We concluded that the measured dosimetric impact of the LP dose inaccuracy from photon beam segment in step-and-shoot IMRT can be corrected.

摘要

目的

采用一种针对步进式调强放射治疗(IMRT)的拟议校正方法研究漏射半影(LP)效应。

方法

研究了从10个随机选择的前列腺IMRT计划中获取的漏射半影剂量分布。IMRT计划由配备120叶多叶准直器(MLC)的瓦里安21EX直线加速器执行。对于由Pinnacle(3)治疗计划系统创建的每个治疗计划,研究了由5个共面光子束生成的三维LP剂量分布,起始角度为0°,等间距为72°。对于步进式IMRT计划中使用的每个光子束,在MLC叶片排序中,第一个束段设置为具有最大面积,且等于计划靶体积(PTV)。使用带有柯达(TL和X-OMAT V)射线照相胶片的固体水模体测量过冲效应(OSE)和束段位置误差。使用胶片扫描仪(Vidar VXR-16)进行胶片剂量分析和校准。通过特定的个体照射消除OSE和束段位置误差来确定LP剂量分布。

结果

在临床IMRT射束中测量到叶LP剂量呈非均匀分布,范围为射束剂量的3%至5%。
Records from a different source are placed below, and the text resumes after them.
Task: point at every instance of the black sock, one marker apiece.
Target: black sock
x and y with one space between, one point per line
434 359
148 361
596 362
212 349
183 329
在相邻束段之间的间隙处测量到过量剂量,表现为高达总BP的10%的剂量峰值。LP效应增加了PTV和周围关键组织的剂量。此外,该效应取决于束的数量和每个束的段数。在治疗计划中,在每分钟600监测单位的剂量率下,束段位置误差小于1mm的最大容差。在所有光子束中均观察到OSE随剂量率变化,直肠交叉点每次治疗的效应从1增加到1.3Gy。由于LP效应和OSE的剂量学影响可能会增加直肠放疗后效应,因此针对其中一个计划射束的中心束分布提出并演示了LP校正。

结论

我们得出结论,步进式IMRT中光子束段LP剂量不准确的测量剂量学影响可以得到校正。